Okay, every 24 hrs, thanks.
Thanks for digging into this! Taking care of our kid today - I'll reply on this tomorrow morning ...
I see what you mean about using published, and having to restart it since some published dates are older than created.
I'll see if I can dig up the ones I asked you to set manually. I don't have a list of them, but I'll see if I can find them.
Ok great. I paused the update for now so we can get this implemented. I’ll see if I can find that list as well.
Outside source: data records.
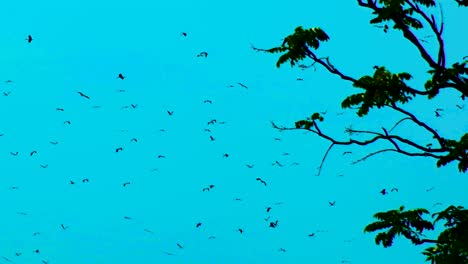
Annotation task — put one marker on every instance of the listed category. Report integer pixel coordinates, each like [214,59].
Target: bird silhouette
[274,224]
[242,85]
[262,181]
[83,95]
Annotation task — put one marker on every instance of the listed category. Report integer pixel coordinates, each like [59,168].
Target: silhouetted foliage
[391,90]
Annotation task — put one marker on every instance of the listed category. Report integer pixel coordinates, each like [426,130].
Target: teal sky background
[82,46]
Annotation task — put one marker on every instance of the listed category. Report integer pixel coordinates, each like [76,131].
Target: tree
[384,89]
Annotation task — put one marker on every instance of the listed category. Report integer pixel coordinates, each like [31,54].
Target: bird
[274,224]
[242,85]
[262,181]
[83,95]
[279,164]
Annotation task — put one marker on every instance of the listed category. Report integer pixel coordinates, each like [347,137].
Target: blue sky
[81,46]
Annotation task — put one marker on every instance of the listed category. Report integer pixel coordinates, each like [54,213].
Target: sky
[168,159]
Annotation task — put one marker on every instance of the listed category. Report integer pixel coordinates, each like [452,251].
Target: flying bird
[262,181]
[83,95]
[243,85]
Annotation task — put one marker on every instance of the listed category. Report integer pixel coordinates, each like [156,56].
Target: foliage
[384,89]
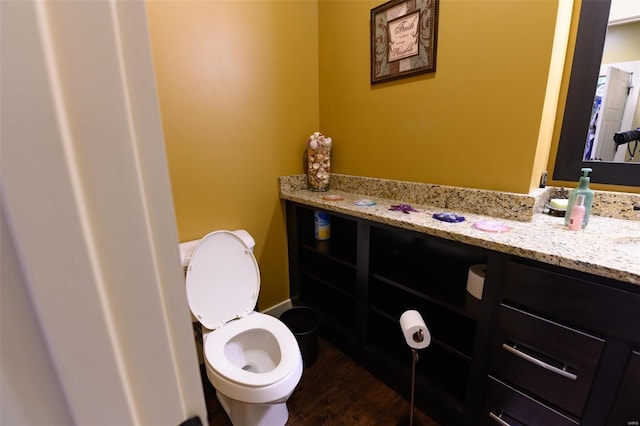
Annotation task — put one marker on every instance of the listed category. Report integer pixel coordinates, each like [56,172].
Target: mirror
[592,29]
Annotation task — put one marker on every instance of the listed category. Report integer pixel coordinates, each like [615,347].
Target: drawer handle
[536,361]
[498,419]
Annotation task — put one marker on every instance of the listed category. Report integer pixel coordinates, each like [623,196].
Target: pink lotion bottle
[577,214]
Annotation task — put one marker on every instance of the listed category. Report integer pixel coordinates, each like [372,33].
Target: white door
[87,203]
[614,98]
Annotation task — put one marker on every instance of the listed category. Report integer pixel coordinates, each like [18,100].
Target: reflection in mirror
[615,109]
[574,149]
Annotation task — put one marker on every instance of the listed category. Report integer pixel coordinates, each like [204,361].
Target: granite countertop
[607,247]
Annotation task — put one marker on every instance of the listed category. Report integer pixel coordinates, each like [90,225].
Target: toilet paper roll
[475,280]
[415,330]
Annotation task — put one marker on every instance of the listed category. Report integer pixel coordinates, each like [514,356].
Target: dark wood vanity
[546,345]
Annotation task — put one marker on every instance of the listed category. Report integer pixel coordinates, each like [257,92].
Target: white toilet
[252,359]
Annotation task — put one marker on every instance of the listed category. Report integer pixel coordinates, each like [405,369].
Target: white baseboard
[277,310]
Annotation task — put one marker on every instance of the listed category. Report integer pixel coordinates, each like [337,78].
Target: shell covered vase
[318,161]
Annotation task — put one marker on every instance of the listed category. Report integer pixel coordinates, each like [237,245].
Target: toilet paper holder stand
[417,337]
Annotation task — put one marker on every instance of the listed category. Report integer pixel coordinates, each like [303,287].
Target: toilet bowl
[252,359]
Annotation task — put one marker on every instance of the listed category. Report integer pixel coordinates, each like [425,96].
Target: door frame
[86,195]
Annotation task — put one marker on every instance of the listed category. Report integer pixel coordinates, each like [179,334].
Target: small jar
[318,162]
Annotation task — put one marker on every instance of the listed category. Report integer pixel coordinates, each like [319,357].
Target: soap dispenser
[582,189]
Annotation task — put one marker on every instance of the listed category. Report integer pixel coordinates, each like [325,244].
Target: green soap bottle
[582,189]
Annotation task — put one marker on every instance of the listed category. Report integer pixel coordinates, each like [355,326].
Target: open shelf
[430,268]
[340,247]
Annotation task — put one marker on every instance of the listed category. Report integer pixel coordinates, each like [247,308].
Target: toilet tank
[186,248]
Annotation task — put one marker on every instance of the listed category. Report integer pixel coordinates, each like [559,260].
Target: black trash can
[304,323]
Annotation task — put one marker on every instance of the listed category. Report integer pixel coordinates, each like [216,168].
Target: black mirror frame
[592,30]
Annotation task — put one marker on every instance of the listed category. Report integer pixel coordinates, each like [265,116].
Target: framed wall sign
[403,39]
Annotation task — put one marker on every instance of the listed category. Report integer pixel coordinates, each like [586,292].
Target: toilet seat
[223,279]
[214,349]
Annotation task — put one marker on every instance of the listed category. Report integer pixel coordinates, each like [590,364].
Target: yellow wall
[472,123]
[238,89]
[243,83]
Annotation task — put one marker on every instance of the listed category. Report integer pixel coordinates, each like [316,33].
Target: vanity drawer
[507,406]
[572,299]
[547,359]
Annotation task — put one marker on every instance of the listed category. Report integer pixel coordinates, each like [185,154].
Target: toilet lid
[223,279]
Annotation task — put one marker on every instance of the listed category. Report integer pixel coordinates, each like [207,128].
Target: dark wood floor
[335,391]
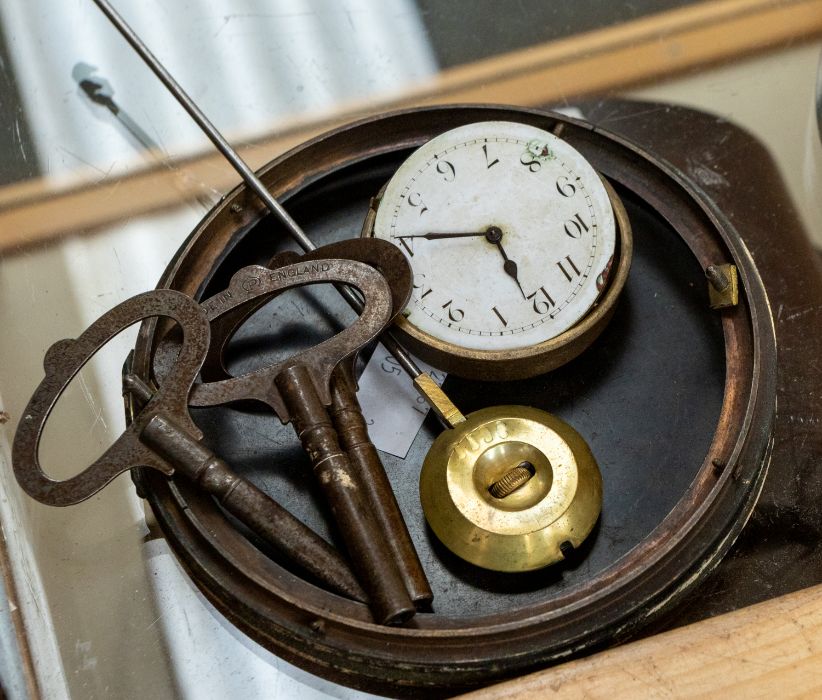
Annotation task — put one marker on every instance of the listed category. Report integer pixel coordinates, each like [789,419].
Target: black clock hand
[494,235]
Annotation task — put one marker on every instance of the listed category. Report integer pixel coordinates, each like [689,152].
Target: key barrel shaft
[371,477]
[251,506]
[367,548]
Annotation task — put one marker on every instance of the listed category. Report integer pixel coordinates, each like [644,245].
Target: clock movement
[675,399]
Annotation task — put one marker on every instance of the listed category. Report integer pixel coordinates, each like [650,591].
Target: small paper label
[390,404]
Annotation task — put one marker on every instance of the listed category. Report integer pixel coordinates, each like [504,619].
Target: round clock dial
[510,233]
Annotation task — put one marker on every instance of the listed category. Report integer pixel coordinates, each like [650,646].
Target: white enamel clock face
[508,229]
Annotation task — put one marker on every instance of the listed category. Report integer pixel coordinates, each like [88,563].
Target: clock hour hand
[494,235]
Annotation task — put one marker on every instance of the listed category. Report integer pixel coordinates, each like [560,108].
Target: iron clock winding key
[519,249]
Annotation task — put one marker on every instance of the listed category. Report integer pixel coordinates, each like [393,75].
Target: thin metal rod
[245,172]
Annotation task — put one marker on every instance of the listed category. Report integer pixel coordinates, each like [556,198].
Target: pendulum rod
[436,398]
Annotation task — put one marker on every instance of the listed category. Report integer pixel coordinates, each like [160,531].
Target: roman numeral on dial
[568,268]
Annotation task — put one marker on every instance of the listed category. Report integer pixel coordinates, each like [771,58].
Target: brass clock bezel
[530,361]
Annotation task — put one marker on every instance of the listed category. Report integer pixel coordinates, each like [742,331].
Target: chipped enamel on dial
[510,233]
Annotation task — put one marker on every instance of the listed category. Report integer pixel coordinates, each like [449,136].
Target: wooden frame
[604,60]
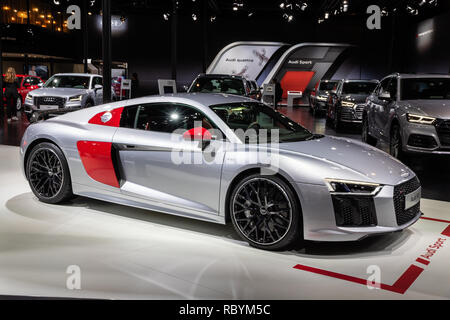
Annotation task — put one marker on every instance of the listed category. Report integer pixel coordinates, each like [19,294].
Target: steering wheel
[254,125]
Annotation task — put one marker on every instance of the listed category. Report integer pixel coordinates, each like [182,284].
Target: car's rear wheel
[265,213]
[48,174]
[365,136]
[19,104]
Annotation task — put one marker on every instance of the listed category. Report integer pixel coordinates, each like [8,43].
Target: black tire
[395,142]
[278,218]
[365,136]
[48,174]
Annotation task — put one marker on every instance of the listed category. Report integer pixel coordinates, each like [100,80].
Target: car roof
[219,75]
[208,99]
[423,75]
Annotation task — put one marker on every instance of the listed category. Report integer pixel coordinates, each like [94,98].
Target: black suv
[347,100]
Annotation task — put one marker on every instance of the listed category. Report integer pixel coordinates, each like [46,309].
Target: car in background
[410,113]
[319,96]
[256,90]
[141,154]
[222,83]
[66,90]
[346,103]
[27,83]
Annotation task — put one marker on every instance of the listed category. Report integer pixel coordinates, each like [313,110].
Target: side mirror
[384,95]
[198,133]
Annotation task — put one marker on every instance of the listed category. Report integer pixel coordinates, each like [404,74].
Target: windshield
[425,88]
[76,82]
[327,86]
[358,87]
[257,116]
[219,85]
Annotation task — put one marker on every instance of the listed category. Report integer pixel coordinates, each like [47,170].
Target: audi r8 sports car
[186,155]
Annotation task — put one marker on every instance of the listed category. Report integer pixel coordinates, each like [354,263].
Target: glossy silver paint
[381,114]
[153,182]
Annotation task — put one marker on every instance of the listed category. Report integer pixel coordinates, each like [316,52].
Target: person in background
[278,92]
[134,85]
[11,93]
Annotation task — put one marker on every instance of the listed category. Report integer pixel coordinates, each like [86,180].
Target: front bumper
[319,218]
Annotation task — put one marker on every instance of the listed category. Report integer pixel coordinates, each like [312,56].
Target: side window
[392,88]
[163,117]
[97,80]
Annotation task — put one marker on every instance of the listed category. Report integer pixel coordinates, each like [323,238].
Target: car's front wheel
[48,173]
[19,104]
[264,212]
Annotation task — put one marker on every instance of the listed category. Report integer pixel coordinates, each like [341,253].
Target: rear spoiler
[42,115]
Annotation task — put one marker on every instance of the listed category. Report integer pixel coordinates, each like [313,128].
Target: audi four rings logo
[106,117]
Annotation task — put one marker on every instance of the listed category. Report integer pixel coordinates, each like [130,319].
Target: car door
[163,167]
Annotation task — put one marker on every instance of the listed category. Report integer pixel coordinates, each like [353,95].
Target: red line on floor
[434,219]
[400,286]
[423,261]
[446,232]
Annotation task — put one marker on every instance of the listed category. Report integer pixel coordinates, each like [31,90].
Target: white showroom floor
[128,253]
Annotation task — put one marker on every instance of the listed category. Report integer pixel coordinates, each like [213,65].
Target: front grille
[52,101]
[422,141]
[400,191]
[358,111]
[354,211]
[443,131]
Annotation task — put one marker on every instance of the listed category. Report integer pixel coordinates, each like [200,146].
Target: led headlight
[337,186]
[76,98]
[347,104]
[414,118]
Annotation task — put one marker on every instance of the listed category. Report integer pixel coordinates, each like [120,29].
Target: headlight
[347,104]
[414,118]
[76,98]
[352,187]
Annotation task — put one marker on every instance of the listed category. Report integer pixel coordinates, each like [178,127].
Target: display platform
[128,253]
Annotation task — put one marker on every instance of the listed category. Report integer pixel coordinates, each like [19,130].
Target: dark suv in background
[319,96]
[410,113]
[347,100]
[223,83]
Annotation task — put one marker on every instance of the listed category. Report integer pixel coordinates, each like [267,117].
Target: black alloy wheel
[265,213]
[48,174]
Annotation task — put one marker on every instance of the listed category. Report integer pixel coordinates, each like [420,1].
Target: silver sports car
[192,155]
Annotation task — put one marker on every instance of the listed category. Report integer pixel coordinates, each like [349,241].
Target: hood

I updated the the spreadsheet - now we have about 50 rows filled out for whether the change for still publishing is correct or not using the date last doi field. Could be useful for you in terms of highlighting different scenarios.
For date_last_doi
set manually, the only one I see is for Scientific American via this thread
Ok sounds good! The updated script is running now. So last know dates are being set to the published date.
Thanks!
Casey, what's the status of the updated script running? I checked and some titles date last doi have been changed but some haven't - I assume it's not run through all titles yet?
Hi Scott. It's run through several times. I think we need to put a current as of to see progress, but we already have a current as of for the other publishing status field. I'l email you to set up a zoom meeting so we can discuss.
I pulled the status
column into our unsub database table. The distinct values for status
are: incorporated, unknown, renamed, publishing, ceased
What do incorporated and renamed represent and when are they assigned?
hi again. Looked at the updated data for date_last_doi
and it looks like there's a lot of entries for the date 2021-01-01
(367) and 37 for 2022-01-01
, see tab v3
in the spreadsheet
If this is the code you're using https://github.com/ourresearch/journalsdb/blob/a489f44d3f5d5ac113ceeaabdc49f8d1b6a7b09d/operations/status/status_date_last_doi.py#L33-L46 it looks like if you don't get a 3rd element (the day) you fail out and just go with year. Could we add another try at getting the year and month alone without day? That would get us e.g., from 2021-01-01
to 2022-12-01
if the published date in Crossref is e.g., {'date-parts': [[2021, 12]]}
- which is much more accurate.
What do you think?
Another issue: the Crossref API is returning different results for different ISSNs for the same title. e.g, compare these two
https://api.crossref.org/journals/1687-8329/works?sort=published&rows=1&mailto=scott@ourresearch.org https://api.crossref.org/journals/1110-1083/works?sort=published&rows=1&mailto=scott@ourresearch.org
The former giving 2022 and the latter giving 2016.
I don't know how widespread this issue is. Would it be possible to for each ISSN, make a request for all ISSNs associated, and then take the most recent published date from those requests? Or does that no make sense?
hi @caseydm
In Unsub, we exclude journals from user dashboards if the journal is not publishing anymore. The way it's currently done is not ideal. It would be helpful to have a new field in the API that indicates the date of the last DOI for the journal. e.g.,
We could then use that date to calculate time since last DOI and determine whether it's publishing anymore based on whatever criteria we choose.
Do you think this is feasible?
If this is done, Heather said okay to do this in a month or so, I imagine after Openalex stuff is wrapped up.